The Journal of Nervous and Mental Disease, a neuropsychiatric journal established in 1874, has announced the retraction of a scientific article published almost 70 years ago. Presented in 1948 at a psychiatric association event and published in the journal in 1951, the paper describes observations of the behavior of homosexual students who received psychological assistance at the University of Wisconsin-Madison, USA, by Benjamin Glover, a professor of psychology at the institution. In the article, Glover describes the students as “a parody and a paradox in emotions” and says that they are “a continual tragedy of failure to find sexual gratification.” He goes on to say that the gay students are “devoted to their loves with an expressed passion; yet they have little if any feeling for their parents and I doubt that they would be upset if death or severe illness were to involve them.” In another extract, he says: “There is a narcissistic selfishness in their disregard for people as a whole, no nationalist or patriotic feeling, a general disdain of the social values of law, religion, and the betterment of mankind.”

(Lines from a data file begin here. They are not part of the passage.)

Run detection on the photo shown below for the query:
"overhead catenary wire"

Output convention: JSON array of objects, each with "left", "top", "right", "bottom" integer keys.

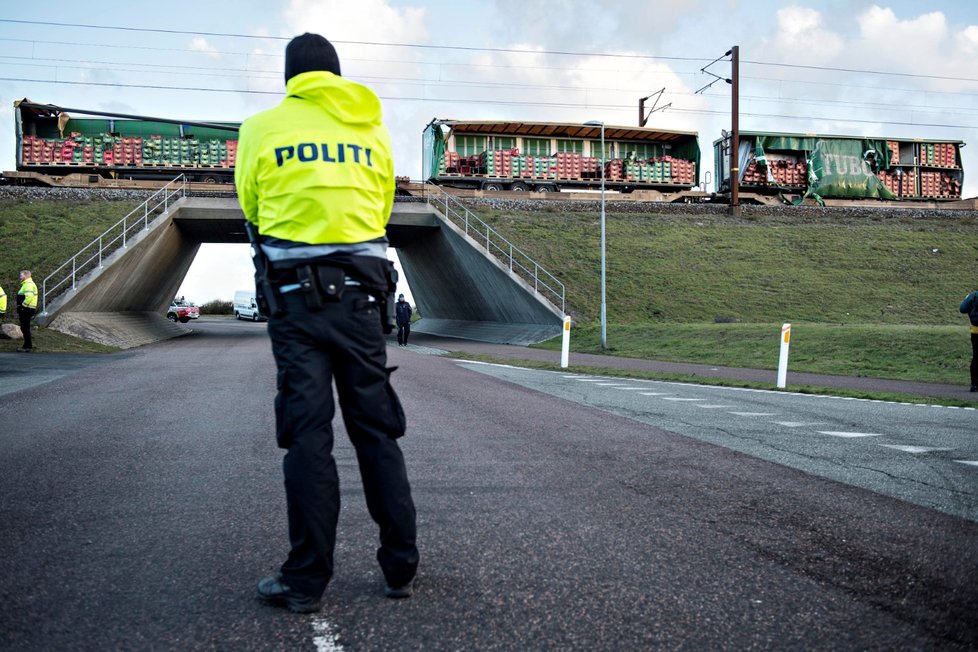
[
  {"left": 3, "top": 18, "right": 978, "bottom": 84},
  {"left": 1, "top": 76, "right": 973, "bottom": 131}
]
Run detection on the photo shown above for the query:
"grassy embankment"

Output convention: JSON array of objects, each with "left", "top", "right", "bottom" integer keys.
[
  {"left": 1, "top": 196, "right": 976, "bottom": 397},
  {"left": 0, "top": 197, "right": 139, "bottom": 353},
  {"left": 471, "top": 204, "right": 977, "bottom": 387}
]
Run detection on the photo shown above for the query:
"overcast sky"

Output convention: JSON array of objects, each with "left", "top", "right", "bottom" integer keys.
[{"left": 1, "top": 1, "right": 976, "bottom": 302}]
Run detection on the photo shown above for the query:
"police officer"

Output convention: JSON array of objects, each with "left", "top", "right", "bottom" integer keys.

The journal’s editor, John Talbot, described Glover’s views as “beliefs we find abhorrent today,” but noted that this was not an isolated case and that many periodicals published articles on similarly unacceptable concepts at the time, such as eugenics. He thus decided that Glover’s article, with the retraction notice, will remain in the journal’s archives for its historical value. Anticipating accusations that he was judging the researcher without considering the knowledge available at the time, the journal also published an editorial by neuroscientist Simon LeVay, who is renowned for his studies on the biological and behavioral origins of homosexuality. It was LeVay who asked for the article to be retracted.

In the text, he explained that it being a different era is not enough to explain Benjamin Glover’s prejudice. LeVay recognizes that other authors of the time, such as Edmund Bergler, who published the book Homosexuality: Disease or Way of Life?, shared the same beliefs. But he points out that in contrast, several other researchers took a more scientific and objective approach. “In 1958, for example, psychiatrist Mathew Ross and medical student Fred Mendelsohn published a study of 133 homosexual students undergoing psychotherapy at the student health service of the University of California, Los Angeles, and a control group of heterosexual students. Unlike Glover, the authors expressed no negative opinions about the homosexual students, made little effort to change their sexual orientation, and found that homosexual and heterosexual students were similar in many ways and equally receptive to psychotherapy,” wrote LeVay.